2028 United States state auditor elections

9 state auditor offices 8 states; 1 territory
|  | Majority party | Minority party |
| Party | Republican | Democratic |
- Democratic incumbent Republican incumbent Term-limited Republican Nonpartisan Incumbent TBD in 2026 No election

= 2028 United States state auditor elections =

The 2028 United States state auditor elections are scheduled to be held on November 7, 2028. The previous elections for this group of states and territory took place in 2024.
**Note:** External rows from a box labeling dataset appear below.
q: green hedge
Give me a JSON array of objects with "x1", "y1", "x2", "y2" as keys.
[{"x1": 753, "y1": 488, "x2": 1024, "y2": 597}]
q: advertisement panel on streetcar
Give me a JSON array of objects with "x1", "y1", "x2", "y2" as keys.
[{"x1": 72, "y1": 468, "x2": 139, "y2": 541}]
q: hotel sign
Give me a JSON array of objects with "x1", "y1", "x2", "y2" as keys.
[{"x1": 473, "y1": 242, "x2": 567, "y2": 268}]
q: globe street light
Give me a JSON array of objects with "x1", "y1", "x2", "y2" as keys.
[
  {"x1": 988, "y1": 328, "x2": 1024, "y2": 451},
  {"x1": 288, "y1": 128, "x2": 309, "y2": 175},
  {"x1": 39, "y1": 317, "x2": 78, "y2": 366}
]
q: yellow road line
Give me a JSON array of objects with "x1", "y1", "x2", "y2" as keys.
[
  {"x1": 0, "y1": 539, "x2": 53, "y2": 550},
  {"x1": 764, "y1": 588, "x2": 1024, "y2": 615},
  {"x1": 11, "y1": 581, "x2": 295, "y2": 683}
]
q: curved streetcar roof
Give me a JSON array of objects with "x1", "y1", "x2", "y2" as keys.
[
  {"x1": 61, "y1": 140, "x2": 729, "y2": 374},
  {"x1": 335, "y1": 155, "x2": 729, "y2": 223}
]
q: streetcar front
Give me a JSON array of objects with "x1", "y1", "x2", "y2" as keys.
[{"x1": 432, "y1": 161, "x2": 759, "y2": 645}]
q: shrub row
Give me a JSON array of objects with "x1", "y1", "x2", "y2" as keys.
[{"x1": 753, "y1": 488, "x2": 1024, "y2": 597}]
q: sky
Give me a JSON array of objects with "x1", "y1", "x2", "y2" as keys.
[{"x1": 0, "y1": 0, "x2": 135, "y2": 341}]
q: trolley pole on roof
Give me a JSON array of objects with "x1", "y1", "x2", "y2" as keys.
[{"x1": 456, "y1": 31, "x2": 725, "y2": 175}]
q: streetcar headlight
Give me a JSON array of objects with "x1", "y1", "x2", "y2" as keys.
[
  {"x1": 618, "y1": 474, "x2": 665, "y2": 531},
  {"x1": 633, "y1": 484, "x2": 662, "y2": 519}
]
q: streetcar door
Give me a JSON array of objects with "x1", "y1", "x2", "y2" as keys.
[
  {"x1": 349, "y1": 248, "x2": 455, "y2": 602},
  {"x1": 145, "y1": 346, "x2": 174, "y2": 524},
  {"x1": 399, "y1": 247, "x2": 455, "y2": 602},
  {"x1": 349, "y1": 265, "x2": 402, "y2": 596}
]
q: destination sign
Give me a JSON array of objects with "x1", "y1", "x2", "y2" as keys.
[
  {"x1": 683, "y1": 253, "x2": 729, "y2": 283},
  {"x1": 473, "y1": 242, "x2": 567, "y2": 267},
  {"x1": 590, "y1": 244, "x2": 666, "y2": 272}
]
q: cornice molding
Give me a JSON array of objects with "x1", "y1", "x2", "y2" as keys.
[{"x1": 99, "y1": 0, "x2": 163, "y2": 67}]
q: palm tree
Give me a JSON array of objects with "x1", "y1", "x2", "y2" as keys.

These elections will be held concurrently with several other federal, state, and local elections.

== Race summary ==
=== States ===

| State | State Auditor | Party | First elected | Last race | Status | Candidates |
|---|---|---|---|---|---|---|
| Montana | James Brown | Republican | 2024 | 61.4% R | Incumbent's intent unknown | TBD |
| North Carolina | Dave Boliek | Republican | 2024 | 49.4% R | Incumbent's intent unknown | TBD |
| North Dakota | Josh Gallion | Republican | 2016 | 68.7% R | Incumbent's intent unknown | TBD |
| Pennsylvania | Timothy DeFoor | Republican | 2020 | 51.1% R | Term-limited | TBD |
| Utah | Tina Cannon | Republican | 2024 | 63.5% R | Incumbent's intent unknown | TBD |
| Vermont | TBD in 2026 |  |  |  |  |  |
| Washington | Pat McCarthy | Democratic | 2016 | 58.0% D | Incumbent's intent unknown | TBD |
| West Virginia | Mark Hunt | Republican | 2024 | 68.7% R | Incumbent's intent unknown | TBD |

=== Territory ===

| Territory | State Auditor | Party | First elected | Last race | Status | Candidates |
|---|---|---|---|---|---|---|
| Guam | Benjamin Cruz | Nonpartisan | 2018 (special) | 99.1% NP/D | Incumbent's intent unknown | TBD |

== Montana ==
State Auditor James Brown was elected in 2024 with 61.4% of the vote. He is eligible to run for re-election but has not yet stated if he will do so.

== North Carolina ==
State Auditor Dave Boliek was elected in 2024 with 49.4% of the vote. He is eligible to run for re-election but has not yet stated if he will do so.

== North Dakota ==
State Auditor Josh Gallion was re-elected in 2024 with 68.7% of the vote. He is eligible to run for re-election but has not yet stated if he will do so.

== Pennsylvania ==
Auditor General Timothy DeFoor was re-elected in 2024 with 51.1% of the vote. He is term-limited and ineligible to run for re-election.

== Utah ==
State Auditor Tina Cannon was elected in 2024 with 63.5% of the vote. She is eligible to run for re-election but has not yet stated if she will do so.

== Vermont ==
Auditor of Accounts Doug Hoffer is not seeking re-election in 2026. A new Auditor of Accounts will be elected in 2026.

== Washington ==
State Auditor Pat McCarthy was re-elected in 2024 with 58.0% of the vote. She is eligible to run for re-election but has not yet stated if she will do so.

== West Virginia ==
State Auditor Mark Hunt was elected in 2024 with 68.7% of the vote. He is eligible to run for re-election but has not yet stated if he will do so.

== Territories ==

=== Guam ===
Public Auditor Benjamin Cruz was re-elected in 2024 with 99.1% of the vote. He is eligible to run for re-election but has not yet stated if he will do so.